An applicant or employee aggrieved by a willful violation of this section shall have, as his or her exclusive remedy, the same remedies as provided for in the Oklahoma Standards for Workplace Drug and Alcohol Testing Act set forth in Section 563 of Title 40 of the Oklahoma Statutes.
"Safety-sensitive" means any job that includes tasks or duties that the employer reasonably believes could affect the safety and health of the employee performing the task or others including, but not limited to, any of the following:
the handling, packaging, processing, storage, disposal or transport of hazardous materials,
the operation of a motor vehicle, other vehicle, equipment, machinery or power tools,
repairing, maintaining or monitoring the performance or operation of any equipment, machinery or manufacturing process, the malfunction or disruption of which could result in injury or property damage,
performing firefighting duties,
the operation, maintenance or oversight of critical services and infrastructure including, but not limited to, electric, gas, and water utilities, power generation or distribution,
the extraction, compression, processing, manufacturing, handling, packaging, storage, disposal, treatment or transport of potentially volatile, flammable, combustible materials, elements, chemicals or any other highly regulated component,
carrying a firearm, or
direct patient care or direct child care; and
A "positive test for marijuana components or metabolites" means a result that is at or above the cutoff concentration level established by the United States Department of Transportation or Oklahoma law regarding being under the influence, whichever is lower.

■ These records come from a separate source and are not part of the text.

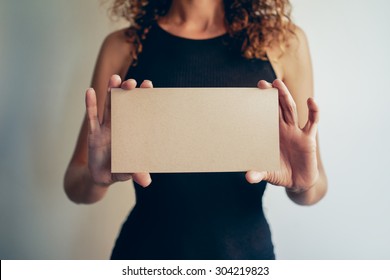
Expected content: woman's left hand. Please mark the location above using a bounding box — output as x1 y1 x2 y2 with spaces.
245 79 319 193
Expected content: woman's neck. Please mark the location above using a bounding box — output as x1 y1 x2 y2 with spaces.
159 0 226 39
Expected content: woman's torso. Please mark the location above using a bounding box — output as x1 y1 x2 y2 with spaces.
112 24 276 259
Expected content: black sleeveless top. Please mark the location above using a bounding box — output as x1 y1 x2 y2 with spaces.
111 24 276 259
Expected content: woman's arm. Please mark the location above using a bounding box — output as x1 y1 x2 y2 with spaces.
247 27 327 205
64 30 150 203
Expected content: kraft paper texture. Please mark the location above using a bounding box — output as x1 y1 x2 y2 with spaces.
111 88 280 173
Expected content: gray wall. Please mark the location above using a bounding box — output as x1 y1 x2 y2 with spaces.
0 0 390 259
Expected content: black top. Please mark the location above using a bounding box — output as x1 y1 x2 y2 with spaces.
111 24 276 259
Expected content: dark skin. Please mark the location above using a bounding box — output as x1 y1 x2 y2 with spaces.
64 0 327 205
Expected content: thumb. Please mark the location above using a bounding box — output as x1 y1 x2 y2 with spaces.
245 170 268 184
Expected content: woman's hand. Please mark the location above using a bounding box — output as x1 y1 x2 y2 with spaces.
245 80 319 193
85 75 153 187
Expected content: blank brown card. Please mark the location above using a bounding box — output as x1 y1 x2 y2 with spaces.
111 88 279 173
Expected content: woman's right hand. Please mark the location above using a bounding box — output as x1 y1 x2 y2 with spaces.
85 75 153 187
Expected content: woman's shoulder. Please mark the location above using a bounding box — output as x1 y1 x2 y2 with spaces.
98 28 134 77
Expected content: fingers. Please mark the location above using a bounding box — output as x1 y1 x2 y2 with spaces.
245 170 267 184
102 75 122 127
85 88 100 133
140 80 153 88
121 79 137 90
303 97 320 131
272 79 298 125
307 97 320 124
257 80 272 89
133 172 152 188
108 75 122 91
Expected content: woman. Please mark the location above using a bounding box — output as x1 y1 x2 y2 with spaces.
65 0 327 259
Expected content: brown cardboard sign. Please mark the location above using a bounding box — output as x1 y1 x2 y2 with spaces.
111 88 280 173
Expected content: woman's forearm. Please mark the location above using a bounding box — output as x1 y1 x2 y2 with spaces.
64 164 109 204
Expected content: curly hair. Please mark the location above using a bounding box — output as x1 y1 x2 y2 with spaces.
111 0 294 61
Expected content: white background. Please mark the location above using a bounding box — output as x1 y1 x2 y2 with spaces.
0 0 390 259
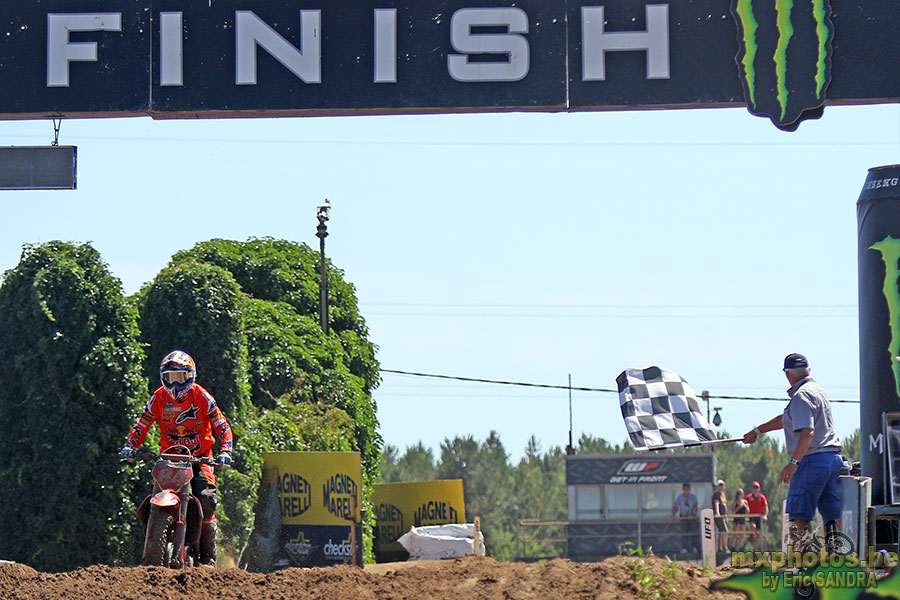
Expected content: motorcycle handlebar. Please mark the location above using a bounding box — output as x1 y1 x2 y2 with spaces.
122 452 231 469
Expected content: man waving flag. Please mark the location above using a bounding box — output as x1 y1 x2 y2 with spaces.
616 367 720 452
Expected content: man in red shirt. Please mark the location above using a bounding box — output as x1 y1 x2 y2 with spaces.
747 481 769 552
121 350 234 566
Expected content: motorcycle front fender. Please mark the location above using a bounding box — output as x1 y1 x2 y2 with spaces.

Smoking in Public Places and Indoor Workplaces. All smokable, vaporized, vapable and e-cigarette medical marijuana product inhaled through vaporization or smoked by a medical marijuana licensee are subject to the same restrictions for tobacco under Section 1-1521 of Title 63 of the Oklahoma Statutes, commonly referred to as the "Smoking in Public Places and Indoor Workplaces Act".

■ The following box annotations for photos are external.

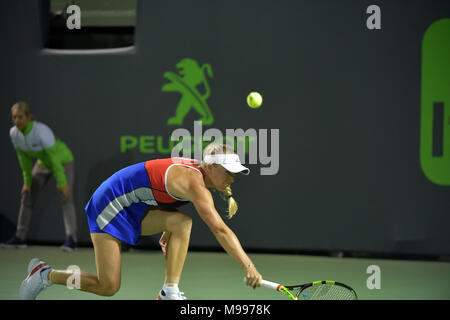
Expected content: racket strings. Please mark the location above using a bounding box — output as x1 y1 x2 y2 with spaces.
298 284 355 300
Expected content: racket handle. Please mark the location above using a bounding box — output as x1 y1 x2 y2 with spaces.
244 277 281 291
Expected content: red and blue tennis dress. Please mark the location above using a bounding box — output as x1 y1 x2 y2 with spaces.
85 158 204 245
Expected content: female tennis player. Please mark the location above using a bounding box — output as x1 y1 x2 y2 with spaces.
20 144 262 300
1 101 77 251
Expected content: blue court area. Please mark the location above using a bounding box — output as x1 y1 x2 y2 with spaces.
0 246 450 300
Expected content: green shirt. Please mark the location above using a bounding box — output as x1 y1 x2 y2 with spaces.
10 121 73 188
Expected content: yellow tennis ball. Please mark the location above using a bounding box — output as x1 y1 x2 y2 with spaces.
247 92 262 109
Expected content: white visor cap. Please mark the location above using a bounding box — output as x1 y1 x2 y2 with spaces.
203 153 250 175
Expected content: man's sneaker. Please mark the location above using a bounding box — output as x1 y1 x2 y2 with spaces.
156 290 186 300
19 258 52 300
61 236 77 252
1 236 27 249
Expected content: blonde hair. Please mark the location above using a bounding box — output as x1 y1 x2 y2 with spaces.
11 101 34 120
203 142 238 219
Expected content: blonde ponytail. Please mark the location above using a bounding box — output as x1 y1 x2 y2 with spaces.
203 142 238 219
224 186 238 219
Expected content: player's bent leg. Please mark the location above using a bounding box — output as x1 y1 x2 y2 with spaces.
142 209 192 299
49 233 122 296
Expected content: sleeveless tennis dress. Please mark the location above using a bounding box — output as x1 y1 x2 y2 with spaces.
85 158 204 245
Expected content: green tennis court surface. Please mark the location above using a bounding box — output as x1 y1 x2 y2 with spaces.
0 246 450 300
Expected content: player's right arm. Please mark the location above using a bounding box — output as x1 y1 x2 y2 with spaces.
171 174 262 288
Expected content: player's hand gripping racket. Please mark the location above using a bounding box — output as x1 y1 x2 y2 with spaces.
244 278 358 300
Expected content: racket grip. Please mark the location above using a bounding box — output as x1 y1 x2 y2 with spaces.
244 277 281 291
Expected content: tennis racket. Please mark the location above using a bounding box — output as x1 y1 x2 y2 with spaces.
244 278 358 300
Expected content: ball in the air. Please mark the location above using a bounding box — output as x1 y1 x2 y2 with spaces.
247 92 262 108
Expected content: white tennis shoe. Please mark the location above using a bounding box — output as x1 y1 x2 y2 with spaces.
19 258 51 300
156 290 186 300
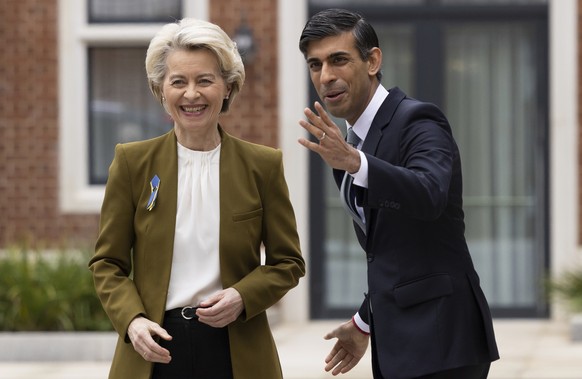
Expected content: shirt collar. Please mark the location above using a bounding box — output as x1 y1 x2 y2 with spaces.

Municipal regulatory authority recognized. All relevant local licenses and permits must be issued by the municipality, including but not limited to, an occupancy permit or certificate of compliance.
In the event that an applicant has not received the necessary permits, certificates or licenses from a municipality, but the applicant has fulfilled all other obligations required by this act, the Authority shall grant a conditional license. A conditional license shall remain valid for a period of one (1) year or until the applicant obtains the necessary local permits, certificates or licenses. An applicant shall not transfer any medical marijuana, concentrate or products to a medical marijuana business, patient or caregiver until approval is received from the Authority.
A licensed medical marijuana business premises shall be subject to and responsible for compliance with applicable provisions for medical marijuana business facilities as described in the most recent versions of the Oklahoma Uniform Building Code, the International Building Code and the International Fire Code, unless granted an exemption by the Authority or municipality.
No city or local municipality may unduly change or restrict zoning laws to prevent the opening of a retail marijuana establishment.
The location of any retail marijuana establishment is specifically prohibited within one thousand (1,000) feet from any public or private school entrance.
Although the Unity Bill has been passed by both the House and the Senate and signed by the Governor, there continues to be discussion at the State Capitol regarding further refinement of the regulatory scheme. Until the legislative session ends, normally before Memorial Day, additional modifications to the law could be considered and passed. The Website will be updated as needed after the legislative session has adjourned.